Pension changes could hamper employment flexibility

Reforms to the pension system, planned for 2012, run the risk of adversely affecting the flexibility of the UK’s labour market, it has been argued.

The British Chambers of Commerce (BCC) has issued a report saying that the possible impact of the changes on temporary workers has not been thought through.

As from 2012, every worker will be enrolled automatically into a qualifying pension scheme. However, they will be able to opt out once they have been enrolled.

The BCC report pointed out that temporary workers are twice as likely to opt out as permanent employees.

The likely administrative costs of handling the opt-out each time a temporary worker starts a new assignment would represent a real burden, the BCC continued.

So much so that there would be a danger of pricing temporary workers out of the market since agencies tend to hand on extra costs to their clients.

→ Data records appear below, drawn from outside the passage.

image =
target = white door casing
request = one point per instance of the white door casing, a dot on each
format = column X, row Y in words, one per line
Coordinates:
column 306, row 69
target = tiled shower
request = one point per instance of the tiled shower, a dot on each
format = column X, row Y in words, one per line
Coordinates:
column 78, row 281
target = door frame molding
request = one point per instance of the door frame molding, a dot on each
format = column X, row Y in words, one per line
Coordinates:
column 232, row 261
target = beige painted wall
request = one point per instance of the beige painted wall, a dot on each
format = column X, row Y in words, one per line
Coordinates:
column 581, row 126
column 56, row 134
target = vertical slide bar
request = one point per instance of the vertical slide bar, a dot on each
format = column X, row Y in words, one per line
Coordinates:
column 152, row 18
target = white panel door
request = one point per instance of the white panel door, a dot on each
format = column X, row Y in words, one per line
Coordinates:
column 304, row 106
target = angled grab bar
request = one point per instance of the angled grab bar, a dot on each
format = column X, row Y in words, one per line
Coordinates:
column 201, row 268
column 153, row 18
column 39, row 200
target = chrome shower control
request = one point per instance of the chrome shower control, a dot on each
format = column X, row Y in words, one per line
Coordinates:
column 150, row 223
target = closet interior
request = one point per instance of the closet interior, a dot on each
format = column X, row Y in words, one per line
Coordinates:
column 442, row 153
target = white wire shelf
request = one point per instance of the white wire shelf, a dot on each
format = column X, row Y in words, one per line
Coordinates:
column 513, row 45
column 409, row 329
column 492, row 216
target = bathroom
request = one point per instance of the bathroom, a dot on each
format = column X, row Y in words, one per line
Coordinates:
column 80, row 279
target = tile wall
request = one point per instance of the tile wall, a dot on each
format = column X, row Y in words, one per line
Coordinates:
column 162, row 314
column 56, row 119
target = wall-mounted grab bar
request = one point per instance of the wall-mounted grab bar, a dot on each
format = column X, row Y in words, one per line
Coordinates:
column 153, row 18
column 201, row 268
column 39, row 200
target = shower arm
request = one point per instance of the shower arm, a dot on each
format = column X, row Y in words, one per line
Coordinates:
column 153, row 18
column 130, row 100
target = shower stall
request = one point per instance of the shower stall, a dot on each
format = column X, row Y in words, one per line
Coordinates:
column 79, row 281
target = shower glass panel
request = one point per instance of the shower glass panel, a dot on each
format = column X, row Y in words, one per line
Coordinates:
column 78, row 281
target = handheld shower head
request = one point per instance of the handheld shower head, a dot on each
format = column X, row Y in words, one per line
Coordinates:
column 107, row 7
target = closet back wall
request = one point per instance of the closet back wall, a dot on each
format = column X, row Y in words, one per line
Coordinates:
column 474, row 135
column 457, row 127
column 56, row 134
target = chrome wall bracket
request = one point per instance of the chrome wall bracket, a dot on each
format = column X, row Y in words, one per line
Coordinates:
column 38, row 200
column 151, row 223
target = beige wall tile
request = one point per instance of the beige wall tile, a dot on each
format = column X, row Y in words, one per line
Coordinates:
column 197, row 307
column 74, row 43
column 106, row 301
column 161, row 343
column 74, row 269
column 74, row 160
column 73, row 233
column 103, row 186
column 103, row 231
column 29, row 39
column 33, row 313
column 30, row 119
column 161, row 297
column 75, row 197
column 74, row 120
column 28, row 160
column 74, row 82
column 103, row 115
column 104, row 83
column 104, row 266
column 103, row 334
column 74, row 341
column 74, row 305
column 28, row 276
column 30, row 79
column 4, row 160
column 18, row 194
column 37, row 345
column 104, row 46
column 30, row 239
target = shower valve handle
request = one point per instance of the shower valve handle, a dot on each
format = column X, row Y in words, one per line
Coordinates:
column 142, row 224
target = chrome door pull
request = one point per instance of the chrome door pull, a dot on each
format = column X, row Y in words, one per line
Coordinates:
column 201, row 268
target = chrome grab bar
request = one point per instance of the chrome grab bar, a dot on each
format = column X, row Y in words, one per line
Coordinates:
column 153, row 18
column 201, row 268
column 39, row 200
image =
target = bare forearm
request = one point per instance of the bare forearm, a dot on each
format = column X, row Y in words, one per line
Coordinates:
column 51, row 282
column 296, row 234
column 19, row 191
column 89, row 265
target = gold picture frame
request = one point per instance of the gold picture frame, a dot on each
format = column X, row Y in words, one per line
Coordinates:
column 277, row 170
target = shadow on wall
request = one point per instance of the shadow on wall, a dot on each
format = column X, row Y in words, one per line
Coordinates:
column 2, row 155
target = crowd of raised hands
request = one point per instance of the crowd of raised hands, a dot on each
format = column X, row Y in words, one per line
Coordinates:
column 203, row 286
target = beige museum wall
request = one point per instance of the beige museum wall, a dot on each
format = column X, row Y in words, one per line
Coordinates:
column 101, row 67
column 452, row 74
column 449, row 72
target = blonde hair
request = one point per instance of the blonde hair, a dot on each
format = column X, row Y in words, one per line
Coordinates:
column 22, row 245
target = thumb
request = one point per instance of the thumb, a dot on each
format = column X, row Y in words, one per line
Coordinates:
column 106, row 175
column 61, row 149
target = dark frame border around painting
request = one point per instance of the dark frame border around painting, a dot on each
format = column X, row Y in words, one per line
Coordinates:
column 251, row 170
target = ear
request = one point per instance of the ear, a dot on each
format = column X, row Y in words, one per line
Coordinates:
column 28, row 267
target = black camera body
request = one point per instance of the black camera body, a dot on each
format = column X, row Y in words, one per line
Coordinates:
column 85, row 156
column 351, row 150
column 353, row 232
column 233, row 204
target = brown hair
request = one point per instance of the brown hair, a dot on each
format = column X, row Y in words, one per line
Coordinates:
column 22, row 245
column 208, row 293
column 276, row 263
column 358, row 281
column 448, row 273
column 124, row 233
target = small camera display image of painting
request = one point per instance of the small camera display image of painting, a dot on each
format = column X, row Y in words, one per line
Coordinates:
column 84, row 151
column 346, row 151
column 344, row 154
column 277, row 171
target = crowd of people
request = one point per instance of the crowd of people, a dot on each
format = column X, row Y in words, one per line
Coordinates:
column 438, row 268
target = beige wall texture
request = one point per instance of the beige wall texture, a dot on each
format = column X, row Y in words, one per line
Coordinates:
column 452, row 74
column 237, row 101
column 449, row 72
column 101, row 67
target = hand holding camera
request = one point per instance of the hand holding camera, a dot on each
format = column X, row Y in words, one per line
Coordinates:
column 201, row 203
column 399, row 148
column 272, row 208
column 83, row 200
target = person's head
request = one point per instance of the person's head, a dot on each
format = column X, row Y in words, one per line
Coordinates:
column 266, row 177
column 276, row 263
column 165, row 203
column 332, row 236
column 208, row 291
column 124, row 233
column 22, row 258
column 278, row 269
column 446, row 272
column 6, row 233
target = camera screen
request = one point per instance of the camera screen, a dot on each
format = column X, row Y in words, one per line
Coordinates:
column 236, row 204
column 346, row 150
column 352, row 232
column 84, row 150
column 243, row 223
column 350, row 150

Instead, the BCC has proposed that agency workers should only have to opt out once every three years rather than go through the process of continually opting out.

This would cut significantly the overall administrative burden on agencies and save employers from facing extra costs.

The BCC said that 25 per cent of all UK businesses use agency workers, the proportion rising to over 1 in 2 for the largest firms.

David Frost, the BCC’s director general, commented: “It’s logical to suggest that temporary workers should not have to opt-out after each assignment they take on. The administrative costs of doing this are so high that they risk pricing temporary workers out of the market.

“The government must stop thinking of these reforms in a bubble. Put in the context of the other changes that will be going on around 2012 – pension reforms, the implementation of the temporary agency workers directive and the increase in National Insurance Contributions – this could have a devastating impact on our essential flexible labour market.”